Hold a sense of personal responsibility over a sense of entitlement, Heritage scholar Ryan T. Anderson urged graduates on May 4 during the commencement address at Regent University. In a speech titled “Truth, Responsibility and Love,” Anderson exhorted the class of 2013 to consider their responsibilities in a world preoccupied by spurious “rights.”
“You will hear some claim a right to do whatever they want, provided it doesn’t harm others, by which they mean others who can complain about it. Notice where this leaves the vulnerable, the marginalized and the unborn,” Anderson said, alluding to the murder trial of Philadelphia abortionist Kermit Gosnell.
“You will hear others claim a right to fulfill their desires without consequence, without judgment, but with subsidies. Just think of ‘The Life of Julia,’” he added, referring to the online slide show last year saluting the swelling nanny state under President Obama. “What if, in addition to rights, we thought of the other R-word: responsibilities? What if we spoke of duties and obligations?”
In a rare honor for someone of Anderson’s age (31), Heritage’s William E. Simon Fellow in Religion and a Free Society was asked to speak at the Christian college in Virginia Beach in recognition of his work on marriage, religious liberty, bioethics, and life.
Anderson pointed the Regent graduates to the importance of inter-generational responsibilities within the family—parents for their children, but also children for their aging parents:
And as mothers and fathers you have the responsibility to care for and educate your children. Government should empower you to fulfill those duties. It shouldn’t interfere or indoctrinate. Nor should it use health care laws or anti-bullying programs to promote a sexual ideology at odds with the values that responsible parents try to instill in their children.

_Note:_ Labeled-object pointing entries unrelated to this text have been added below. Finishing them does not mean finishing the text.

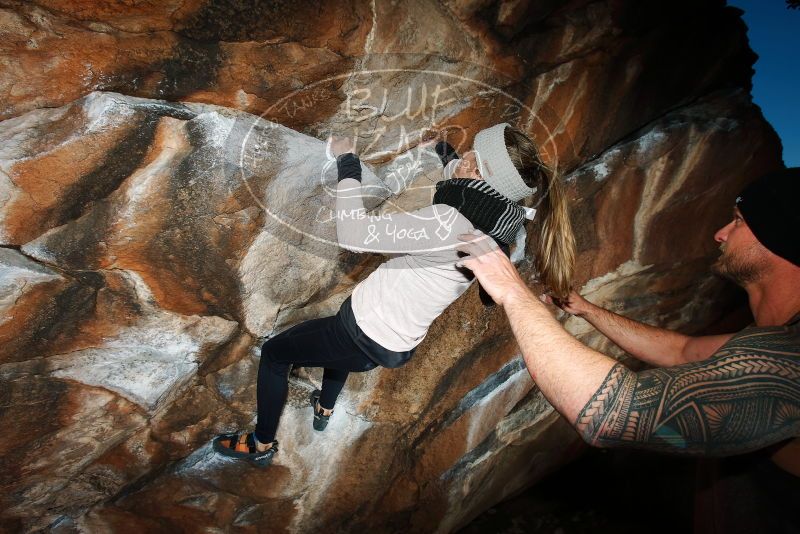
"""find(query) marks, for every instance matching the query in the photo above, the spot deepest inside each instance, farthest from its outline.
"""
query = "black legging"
(326, 342)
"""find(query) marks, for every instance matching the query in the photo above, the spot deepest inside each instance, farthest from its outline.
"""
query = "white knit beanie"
(495, 164)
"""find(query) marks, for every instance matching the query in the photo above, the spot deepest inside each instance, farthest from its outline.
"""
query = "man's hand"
(341, 145)
(574, 304)
(491, 266)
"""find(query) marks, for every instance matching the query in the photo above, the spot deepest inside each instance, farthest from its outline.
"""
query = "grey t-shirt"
(397, 303)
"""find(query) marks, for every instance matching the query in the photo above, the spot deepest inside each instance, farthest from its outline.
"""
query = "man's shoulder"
(779, 340)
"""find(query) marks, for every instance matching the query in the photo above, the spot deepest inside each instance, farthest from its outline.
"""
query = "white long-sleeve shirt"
(396, 304)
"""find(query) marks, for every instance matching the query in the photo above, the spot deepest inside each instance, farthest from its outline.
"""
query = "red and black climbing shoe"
(242, 446)
(320, 419)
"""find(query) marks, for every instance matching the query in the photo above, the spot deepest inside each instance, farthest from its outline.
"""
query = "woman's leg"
(316, 343)
(332, 383)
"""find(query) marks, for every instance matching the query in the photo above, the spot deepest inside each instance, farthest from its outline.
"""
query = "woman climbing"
(389, 313)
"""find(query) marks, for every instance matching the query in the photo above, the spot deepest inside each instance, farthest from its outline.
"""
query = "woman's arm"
(417, 232)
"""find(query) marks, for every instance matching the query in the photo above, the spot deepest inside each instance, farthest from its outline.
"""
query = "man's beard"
(745, 267)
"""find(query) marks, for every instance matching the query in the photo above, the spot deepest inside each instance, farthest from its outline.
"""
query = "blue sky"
(774, 33)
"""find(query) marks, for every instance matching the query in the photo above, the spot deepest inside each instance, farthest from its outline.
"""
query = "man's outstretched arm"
(736, 401)
(656, 346)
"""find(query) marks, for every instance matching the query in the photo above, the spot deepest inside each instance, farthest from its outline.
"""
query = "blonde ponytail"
(554, 257)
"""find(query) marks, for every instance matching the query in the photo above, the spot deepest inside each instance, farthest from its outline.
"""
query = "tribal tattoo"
(744, 397)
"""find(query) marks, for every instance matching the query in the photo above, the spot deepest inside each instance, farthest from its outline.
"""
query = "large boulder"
(153, 237)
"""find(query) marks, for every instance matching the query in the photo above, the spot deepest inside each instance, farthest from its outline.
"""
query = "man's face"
(744, 259)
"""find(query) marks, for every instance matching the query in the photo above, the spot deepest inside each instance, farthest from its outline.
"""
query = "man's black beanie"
(770, 208)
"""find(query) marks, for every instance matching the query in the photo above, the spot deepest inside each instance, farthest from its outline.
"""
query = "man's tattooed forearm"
(743, 398)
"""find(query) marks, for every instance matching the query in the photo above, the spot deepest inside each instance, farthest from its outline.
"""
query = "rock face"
(166, 206)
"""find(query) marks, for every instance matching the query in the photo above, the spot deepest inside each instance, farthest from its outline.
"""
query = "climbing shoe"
(320, 420)
(242, 446)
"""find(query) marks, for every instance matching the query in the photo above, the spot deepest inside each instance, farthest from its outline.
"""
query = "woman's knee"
(269, 356)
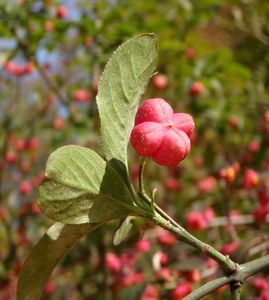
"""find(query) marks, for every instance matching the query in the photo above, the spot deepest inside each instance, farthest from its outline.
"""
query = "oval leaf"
(45, 255)
(121, 86)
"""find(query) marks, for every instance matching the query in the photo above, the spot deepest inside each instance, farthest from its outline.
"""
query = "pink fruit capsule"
(161, 134)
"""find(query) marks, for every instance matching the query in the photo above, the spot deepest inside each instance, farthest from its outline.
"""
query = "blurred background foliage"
(213, 64)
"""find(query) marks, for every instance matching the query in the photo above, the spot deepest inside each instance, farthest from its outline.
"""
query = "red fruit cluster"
(196, 89)
(199, 220)
(161, 134)
(18, 70)
(182, 290)
(159, 81)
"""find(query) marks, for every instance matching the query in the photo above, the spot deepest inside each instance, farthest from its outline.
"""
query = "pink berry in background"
(32, 143)
(61, 12)
(196, 221)
(25, 188)
(28, 68)
(113, 262)
(82, 96)
(254, 146)
(227, 174)
(48, 26)
(207, 185)
(88, 42)
(161, 134)
(251, 179)
(172, 184)
(209, 214)
(159, 81)
(260, 214)
(182, 290)
(196, 89)
(190, 53)
(20, 144)
(49, 288)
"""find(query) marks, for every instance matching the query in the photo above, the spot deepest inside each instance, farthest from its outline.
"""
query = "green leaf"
(121, 86)
(45, 255)
(82, 188)
(123, 230)
(73, 206)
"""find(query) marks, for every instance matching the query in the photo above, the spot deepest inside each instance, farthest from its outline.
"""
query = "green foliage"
(123, 230)
(46, 255)
(82, 188)
(121, 86)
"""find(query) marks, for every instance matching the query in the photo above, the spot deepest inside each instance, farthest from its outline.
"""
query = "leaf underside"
(121, 86)
(82, 188)
(46, 255)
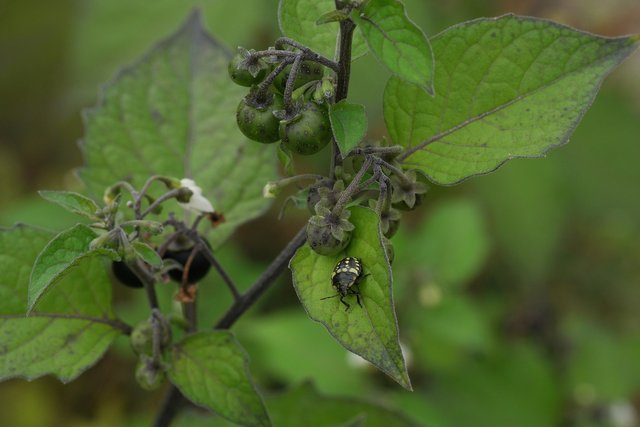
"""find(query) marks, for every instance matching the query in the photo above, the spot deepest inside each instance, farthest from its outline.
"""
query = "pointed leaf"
(305, 406)
(298, 18)
(47, 344)
(73, 202)
(332, 16)
(370, 331)
(505, 88)
(349, 124)
(211, 369)
(63, 253)
(172, 113)
(397, 42)
(73, 325)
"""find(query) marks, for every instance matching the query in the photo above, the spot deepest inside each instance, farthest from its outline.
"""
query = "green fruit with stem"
(308, 132)
(255, 118)
(309, 71)
(243, 75)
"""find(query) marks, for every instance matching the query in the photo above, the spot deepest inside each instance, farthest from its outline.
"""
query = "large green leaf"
(370, 331)
(73, 324)
(211, 369)
(397, 42)
(349, 125)
(63, 253)
(73, 202)
(298, 18)
(449, 247)
(506, 87)
(172, 113)
(303, 405)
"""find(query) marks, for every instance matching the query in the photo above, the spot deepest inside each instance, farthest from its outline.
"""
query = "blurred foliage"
(517, 292)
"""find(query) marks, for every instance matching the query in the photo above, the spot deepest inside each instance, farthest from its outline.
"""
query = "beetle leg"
(358, 299)
(359, 279)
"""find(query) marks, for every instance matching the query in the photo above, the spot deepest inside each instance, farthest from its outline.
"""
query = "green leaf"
(332, 16)
(19, 248)
(304, 406)
(286, 159)
(452, 244)
(297, 19)
(370, 331)
(73, 202)
(63, 253)
(515, 387)
(147, 254)
(73, 324)
(211, 369)
(349, 124)
(172, 113)
(505, 88)
(397, 42)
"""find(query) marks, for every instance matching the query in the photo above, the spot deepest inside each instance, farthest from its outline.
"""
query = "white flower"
(197, 203)
(270, 190)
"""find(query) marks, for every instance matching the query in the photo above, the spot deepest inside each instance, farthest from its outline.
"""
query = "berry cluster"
(288, 96)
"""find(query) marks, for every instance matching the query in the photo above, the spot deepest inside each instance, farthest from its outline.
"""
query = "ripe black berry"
(124, 275)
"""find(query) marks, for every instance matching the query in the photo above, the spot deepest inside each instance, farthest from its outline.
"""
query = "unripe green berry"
(308, 132)
(142, 337)
(255, 117)
(243, 77)
(309, 71)
(322, 240)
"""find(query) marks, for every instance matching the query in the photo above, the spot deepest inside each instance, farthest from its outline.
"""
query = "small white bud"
(270, 190)
(197, 202)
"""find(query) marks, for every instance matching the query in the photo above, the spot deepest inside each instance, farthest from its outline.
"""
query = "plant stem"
(307, 53)
(363, 151)
(288, 90)
(160, 200)
(346, 195)
(263, 282)
(174, 400)
(263, 87)
(344, 54)
(204, 249)
(344, 70)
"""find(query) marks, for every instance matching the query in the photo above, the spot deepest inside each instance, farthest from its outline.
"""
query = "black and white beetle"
(345, 278)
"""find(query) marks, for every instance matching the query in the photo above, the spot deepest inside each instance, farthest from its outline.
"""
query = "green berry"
(142, 337)
(256, 120)
(309, 71)
(308, 132)
(243, 76)
(149, 375)
(321, 236)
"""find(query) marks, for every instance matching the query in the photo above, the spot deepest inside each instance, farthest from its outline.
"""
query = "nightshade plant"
(458, 104)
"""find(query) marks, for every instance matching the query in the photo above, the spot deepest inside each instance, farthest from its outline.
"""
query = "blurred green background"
(517, 293)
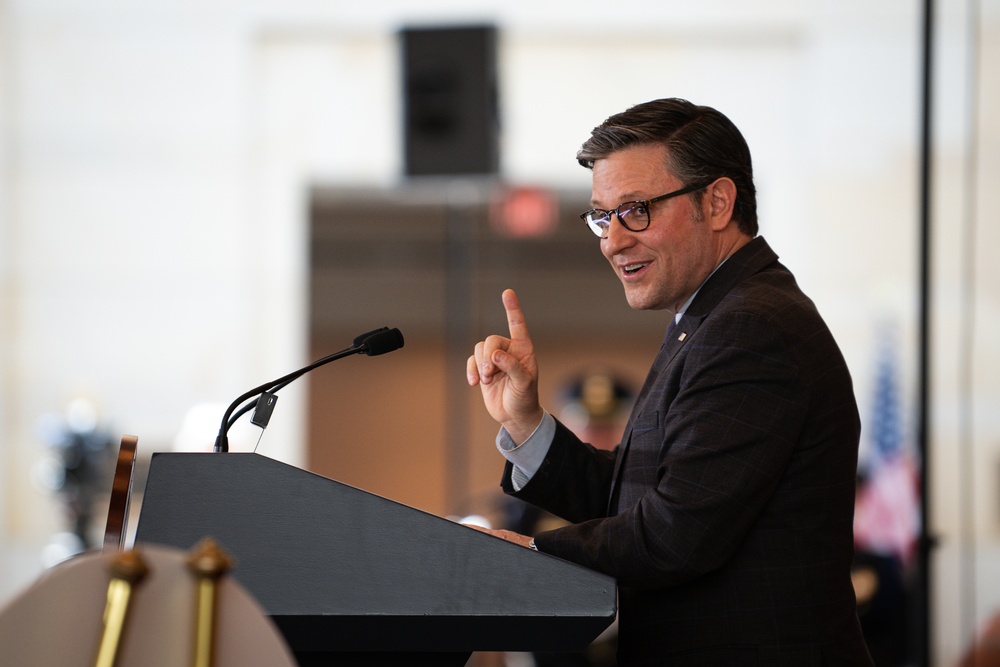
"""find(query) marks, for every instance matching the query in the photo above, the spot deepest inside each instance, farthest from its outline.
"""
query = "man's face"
(661, 266)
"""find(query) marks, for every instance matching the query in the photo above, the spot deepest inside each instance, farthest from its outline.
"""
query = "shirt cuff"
(527, 457)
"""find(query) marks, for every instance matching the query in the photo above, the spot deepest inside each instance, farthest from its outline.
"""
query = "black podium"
(353, 578)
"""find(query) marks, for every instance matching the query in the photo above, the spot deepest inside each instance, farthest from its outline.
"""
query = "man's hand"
(505, 370)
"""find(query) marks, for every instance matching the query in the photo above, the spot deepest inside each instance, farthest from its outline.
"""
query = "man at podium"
(726, 511)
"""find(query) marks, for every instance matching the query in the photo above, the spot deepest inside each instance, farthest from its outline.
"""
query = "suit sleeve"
(709, 452)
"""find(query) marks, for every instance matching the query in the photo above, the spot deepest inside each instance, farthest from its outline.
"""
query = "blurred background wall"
(196, 197)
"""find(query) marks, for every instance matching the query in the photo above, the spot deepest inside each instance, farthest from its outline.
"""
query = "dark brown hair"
(702, 145)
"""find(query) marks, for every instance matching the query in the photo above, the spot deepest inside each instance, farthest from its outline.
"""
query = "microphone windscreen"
(383, 341)
(360, 340)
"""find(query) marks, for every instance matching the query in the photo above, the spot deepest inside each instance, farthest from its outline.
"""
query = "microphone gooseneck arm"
(375, 342)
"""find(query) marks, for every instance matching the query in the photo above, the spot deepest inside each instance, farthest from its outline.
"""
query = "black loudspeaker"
(451, 123)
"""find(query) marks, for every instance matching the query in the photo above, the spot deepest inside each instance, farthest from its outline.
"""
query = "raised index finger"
(515, 318)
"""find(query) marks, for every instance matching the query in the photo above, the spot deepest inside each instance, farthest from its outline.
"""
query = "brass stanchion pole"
(208, 563)
(127, 570)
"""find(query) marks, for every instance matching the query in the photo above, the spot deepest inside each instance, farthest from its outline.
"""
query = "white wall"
(155, 157)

Too many of us think it’s the government’s job to care for our aging parents and grandparents. But when Scripture speaks of honoring your mother and father, it doesn’t only mean behaving yourself when you’re a kid. It also means caring for your parents as they age. Whenever possible, inviting them into your homes, rather than sending them to a nursing home. Viewing them as your responsibility, not just Social Security’s.
He went on to make a moral case for capitalism:
We know that the market economy—along with families headed by married couples—has done more to lift people out of poverty and into a flourishing life than any other institution. But it only works if people of good character and upright morals are at the helm. Markets are inert apart from the values that actors bring to them—and you have responsibility for your market action.
And Anderson urged the Regent grads to serve the poor—not through ever-growing government programs, but as individuals participating in churches, charities, and other institutions of civil society:
People experience hard times, and your obligations to your neighbors won’t stop in the boardroom or at the storefront.…Long before the nation-state existed, Christians were caring for the sick, the widowed and the orphaned.…Who among the graduating class of Regent University will start a shelter with job-training programs? Who will open a health care clinic in our inner cities?